State Contracts with Public Transportation Operators
Project   Operating Company Ownership Contract year 
Cairo Metro Line 3 RATP DEV Foreign private sector 2020
Cairo Metro Line 1 Egyptian Metro Management and Operation Company Egyptian government 2021
Cairo Metro Line 2 Cairo Metro Line 2 Company Egyptian government 2021
Light Electric Rail (Administrative Capital - Adly Mansour) RATP DEV Foreign private sector 2021
High-Speed Rail Network Line 1 (Ain Sokhna - Marsa Matrouh) DB-El Sewedy Egyptian-foreign consortium 2025
High-Speed Rail Network Line 2 (6th of October - Aswan - Abu Simbel) DB-El Sewedy Egyptian-foreign consortium 2025
High-Speed Rail Network Line 3 (Qena - Safaga - Hurghada) DB-El Sewedy Egyptian-foreign consortium 2025
High-Speed Rail Network Line 4 (West Port Said - Abu Qir, Alexandria) Delta Consortium (El Deidy Group - CRIC Chinese Company) Egyptian-foreign consortium 2023
Railway Sleeping Trains Abela Egypt Egyptian private sector 2023

A second NAT board member confirmed that the ministry is negotiating with the DB-El Sewedy consortium over how to structure the contract. Two scenarios are on the table: one in which the consortium receives a revenue share and handles light maintenance, and another in which it receives a fixed annual fee and conducts full maintenance.

“The ministry welcomed the Egyptian-German bid and prioritized it over competing foreign offers,” the source said.

Previously, another Egyptian-foreign consortium, Delta, had been awarded a contract to build and operate the fourth segment of the high-speed rail system. However, the terms of that deal have not yet been made public.

Revenue and pricing

With private operators managing new transport infrastructure, the Ministry of Transportation will forfeit a portion of revenues in exchange for operational services. RATP Dev, for example, secured a 1.138 billion euro (65.3 billion Egyptian pounds) deal to run Metro Line 3 for 15 years—an average of 4.3 billion pounds annually.

The facilities management business was seemingly profitable for the company, prompting it to establish a branch in Egypt in 2020, becoming the first foreign operator of a major transportation project in Egypt.

The ministry, however, still sets the fares, even though it’s leaning towards liberalizing ticket prices, citing rising operational costs, which naturally include the fees collected by the private operator.

“Transport fares in recent years have been almost fully liberalized,” urban development expert Amr Essam told Al Manassa. “This is due to the high cost of construction and ongoing maintenance. The presence of private operators may become an additional driver of price increases, but not the primary one.”

“The government could help private operators grow revenue without raising fares by, for example, leasing station space or land adjacent to rail lines,” he added.
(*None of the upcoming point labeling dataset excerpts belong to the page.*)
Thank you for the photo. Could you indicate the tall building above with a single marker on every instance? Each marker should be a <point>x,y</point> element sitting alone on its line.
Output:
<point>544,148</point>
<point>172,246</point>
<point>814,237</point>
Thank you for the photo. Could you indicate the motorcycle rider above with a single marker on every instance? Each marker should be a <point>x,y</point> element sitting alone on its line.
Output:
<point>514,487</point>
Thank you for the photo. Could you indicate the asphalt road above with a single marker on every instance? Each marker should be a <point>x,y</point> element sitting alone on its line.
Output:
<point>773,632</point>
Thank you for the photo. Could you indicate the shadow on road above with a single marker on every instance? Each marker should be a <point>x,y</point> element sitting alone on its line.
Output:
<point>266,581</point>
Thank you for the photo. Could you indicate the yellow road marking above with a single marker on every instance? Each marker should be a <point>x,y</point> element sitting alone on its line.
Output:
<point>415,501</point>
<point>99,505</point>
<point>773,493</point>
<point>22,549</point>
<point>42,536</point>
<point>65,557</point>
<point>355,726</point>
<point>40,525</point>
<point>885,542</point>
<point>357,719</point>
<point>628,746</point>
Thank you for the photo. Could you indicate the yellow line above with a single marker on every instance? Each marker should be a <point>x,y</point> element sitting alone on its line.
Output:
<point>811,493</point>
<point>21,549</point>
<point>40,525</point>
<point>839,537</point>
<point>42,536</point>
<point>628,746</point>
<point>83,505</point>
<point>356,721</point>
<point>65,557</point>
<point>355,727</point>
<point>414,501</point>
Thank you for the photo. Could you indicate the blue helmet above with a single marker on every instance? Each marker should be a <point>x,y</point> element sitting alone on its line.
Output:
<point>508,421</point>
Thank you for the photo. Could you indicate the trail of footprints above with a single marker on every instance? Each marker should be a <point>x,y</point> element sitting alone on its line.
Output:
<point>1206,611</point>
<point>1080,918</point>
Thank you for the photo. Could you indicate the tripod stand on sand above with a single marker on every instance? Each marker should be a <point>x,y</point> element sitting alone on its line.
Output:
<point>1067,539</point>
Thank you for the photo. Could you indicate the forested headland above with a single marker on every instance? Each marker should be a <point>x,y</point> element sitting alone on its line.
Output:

Essam also cited the light rail service to the New Administrative Capital as a case study. “Initially, tickets were priced to cover operating costs, but low ridership forced both the ministry and RATP Dev to lower prices. It’s likely that the state subsidized the operator to make up the shortfall,” he explained.

So far, the ministry has generally retained the right to set fares. One notable exception is a contract with Abela Egypt, a private company that operates sleeper trains.

Hassan Mahdy, a professor of engineering at Ain Shams University and a transportation expert, told Al Manassa that public support for transport services remains essential even under privatization.

“The state should subsidize tickets for public transportation facilities, as it’s a collective means relied upon by a large segment of the population,” he said.

“The Ministry of Transportation has actually applied this model to the shuttle bus, where the service fare is now less than other methods, whether microbuses or mass transit buses.”

Private sector involvement in public transport may raise fares, but experts say it also offers the potential to enhance service and generate new revenue, without always relying on commuters to foot the bill.